Publicité

Internet pour tous ? Au-delà de 75 ans, c'est souvent la fracture numérique

Par
Couple âgé en téléconsultation avec un médecin
Couple âgé en téléconsultation avec un médecin
© Getty - .

La crise de la Covid-19, si elle a boosté l'activité numérique pour le travail et les divertissements, a aussi révélé l'importance de la fracture entre ceux qui sont connectés et ceux qui ne le sont pas ou ne connaissent pas assez bien les usages d'internet pour les démarches indispensables et essentielles.

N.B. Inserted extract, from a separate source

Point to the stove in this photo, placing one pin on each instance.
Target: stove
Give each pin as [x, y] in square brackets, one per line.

On trouve des chiffres globalement rassurant sur l'usage d'Internet quand on cherche des statistiques, et on apprend par exemple que 89% de la population française est aujourd’hui connectée à Internet selon les dernières études marketing. Mais on apprend aussi assez vite au détour de multiples études que par exemple en 2019, 15% de la population n'avait pas utilisé Internet au cours de l’année. On envierait presque ces évadés de la connexion si l'on ne savait pas à quel point toute vie sociale ou citoyenne est aujourd'hui quasi obligatoirement inscrite sur la toile. 

Plus précisément pour l'Insee, près de 17% de la population française est concernée par une véritable fracture numérique. Selon l'Institut national de la statistique et des études économiques, une personne sur six n’utilise pas Internet, et plus d’un usager sur trois manque de compétences numériques de base. C'est-à-dire que même avec un accès internet, et même équipé d'une tablette ou d'un ordinateur, tout le monde ne connait pas le langage et les codes de la communication numérique. Pour l'Insee toujours, une personne sur quatre ne sait pas s’informer et une sur cinq est incapable de communiquer via Internet. Les personnes les plus âgées, les moins diplômées, aux revenus modestes, celles vivant seules ou en couple sans enfant ou encore résidant dans les DOM sont les plus touchées par le défaut d’équipement comme par le manque de compétences.

Publicité

Pour être plus précis, une personne de plus de 75 ans sur deux n'a pas d'accès à Internet depuis son domicile, alors que seuls 2% des 15-29 ans ne sont pas équipés. C'est également le cas d'un tiers des personnes peu ou pas diplômées, et de 16% des ménages les plus modestes. En tant de crise, plus encore que d'habitude, ces manques sont devenus des handicaps. 

Pas d'internet, donc pas de mail, donc pas d'inscription

La société Bluelinea, dont l'objet est l'accompagnement des ainés, a réalisé auprès des personnes âgées, 250 heures d’entretien et sondé plus de 1600 personnes de plus de 70 ans. Sans surprise, elle a constaté que les retraités en général sont plutôt bien équipés et assez habiles, ce qui laisse augurer de bonnes compétences pour l'avenir, mais au-delà de 80 ans, les choses deviennent plus complexes.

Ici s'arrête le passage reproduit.